Thanks Jim, I Downloaded ACR 8.7RC CC and it automatically installed in PS 6 CC but not in LR-5 CC.   LR 5 still has ACR 8.6.


----------



## Jim Wilde (Oct 3, 2014)

Lightroom doesn't use the ACR plug-in, so you can't install it into LR (the ACR engine is embedded within the LR program, so a new version of LR will be needed to get it to the 8.7 ACR level). However, now that the ACR 8.7RC has been released, that might indicate that a Lightroom 5.7 release is also on the horizon, which would be at that ACR8.7 level.
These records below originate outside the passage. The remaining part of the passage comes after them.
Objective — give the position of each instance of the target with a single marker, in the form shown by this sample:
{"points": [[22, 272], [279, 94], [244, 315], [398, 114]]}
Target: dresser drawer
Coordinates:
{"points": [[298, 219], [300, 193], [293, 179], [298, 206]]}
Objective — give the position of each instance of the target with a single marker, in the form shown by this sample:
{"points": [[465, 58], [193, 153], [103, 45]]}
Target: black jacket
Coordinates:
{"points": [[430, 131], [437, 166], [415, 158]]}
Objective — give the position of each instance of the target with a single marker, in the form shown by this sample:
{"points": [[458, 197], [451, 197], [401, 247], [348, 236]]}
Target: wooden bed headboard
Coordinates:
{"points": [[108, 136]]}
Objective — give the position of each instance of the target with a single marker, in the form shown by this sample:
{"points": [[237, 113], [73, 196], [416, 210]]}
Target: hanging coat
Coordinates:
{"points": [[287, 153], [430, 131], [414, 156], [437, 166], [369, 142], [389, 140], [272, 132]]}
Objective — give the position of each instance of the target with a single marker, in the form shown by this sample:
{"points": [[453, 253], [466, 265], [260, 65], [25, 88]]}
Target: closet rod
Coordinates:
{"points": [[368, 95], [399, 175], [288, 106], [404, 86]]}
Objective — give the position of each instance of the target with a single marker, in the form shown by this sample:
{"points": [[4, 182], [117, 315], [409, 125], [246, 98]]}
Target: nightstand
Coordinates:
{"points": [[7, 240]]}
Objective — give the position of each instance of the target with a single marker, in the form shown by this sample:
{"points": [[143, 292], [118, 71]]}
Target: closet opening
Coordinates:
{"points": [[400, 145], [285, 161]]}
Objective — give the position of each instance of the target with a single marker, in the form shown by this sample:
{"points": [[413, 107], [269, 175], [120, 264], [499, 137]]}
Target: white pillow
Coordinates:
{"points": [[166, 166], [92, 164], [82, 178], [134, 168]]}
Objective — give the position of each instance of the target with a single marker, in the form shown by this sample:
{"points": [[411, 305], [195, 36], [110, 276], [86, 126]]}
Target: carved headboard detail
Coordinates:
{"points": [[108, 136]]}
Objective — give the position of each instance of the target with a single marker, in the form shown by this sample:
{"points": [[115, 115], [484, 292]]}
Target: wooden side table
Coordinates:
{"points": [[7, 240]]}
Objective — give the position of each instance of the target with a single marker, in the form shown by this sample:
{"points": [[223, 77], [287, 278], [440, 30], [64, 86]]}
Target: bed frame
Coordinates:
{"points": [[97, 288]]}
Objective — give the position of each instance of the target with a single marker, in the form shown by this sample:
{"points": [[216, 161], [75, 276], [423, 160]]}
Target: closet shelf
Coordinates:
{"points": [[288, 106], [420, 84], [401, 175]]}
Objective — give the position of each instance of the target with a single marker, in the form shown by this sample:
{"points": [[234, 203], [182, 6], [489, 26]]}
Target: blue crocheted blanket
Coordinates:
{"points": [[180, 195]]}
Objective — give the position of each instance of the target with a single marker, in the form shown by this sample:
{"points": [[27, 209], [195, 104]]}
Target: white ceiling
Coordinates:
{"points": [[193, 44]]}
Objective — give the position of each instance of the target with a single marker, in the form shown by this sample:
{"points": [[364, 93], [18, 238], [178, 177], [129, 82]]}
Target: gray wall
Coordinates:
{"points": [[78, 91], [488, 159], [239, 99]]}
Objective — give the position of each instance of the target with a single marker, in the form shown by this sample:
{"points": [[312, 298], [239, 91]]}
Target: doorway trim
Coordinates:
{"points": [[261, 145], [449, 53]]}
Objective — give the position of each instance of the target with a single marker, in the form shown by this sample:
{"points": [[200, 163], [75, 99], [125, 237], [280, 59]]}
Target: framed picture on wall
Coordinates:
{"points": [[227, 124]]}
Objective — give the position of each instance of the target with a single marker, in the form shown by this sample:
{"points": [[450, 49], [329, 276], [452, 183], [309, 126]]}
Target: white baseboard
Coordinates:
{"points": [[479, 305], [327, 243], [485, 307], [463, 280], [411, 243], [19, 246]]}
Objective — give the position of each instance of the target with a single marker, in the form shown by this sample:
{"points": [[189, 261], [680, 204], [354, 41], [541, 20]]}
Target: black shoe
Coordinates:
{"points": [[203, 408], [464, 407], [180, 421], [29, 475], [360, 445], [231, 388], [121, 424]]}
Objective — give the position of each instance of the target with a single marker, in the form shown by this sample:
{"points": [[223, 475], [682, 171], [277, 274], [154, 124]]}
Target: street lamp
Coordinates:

For now, though, there is no compatibility issue as far as Lightroom is concerned.


----------



## clee01l (Oct 3, 2014)

The only reason to install the ACR8.7RC is if you have a new camera or lens that is now supported in this version of ACR. If you do not need the beta for a new camera or lens then patience until Adobe releases the final version of 8.7 is advised.   Most notably ACR8.7RC provides support for the new Nikon D750 but not the new Canon 7DMkII.  Presumably the Camera profiles for the D810 that were broken in ACR8.6 have been updated in 8.7 with the D810 beta camera profiles released since ACR8.6. Although I can find no mention of this in the release notes.


----------



## Intruder (Oct 3, 2014)

OK got the picture now.  I have the new Nikon D-750 so I'll just use PS CC RAW to support my RAW files.


----------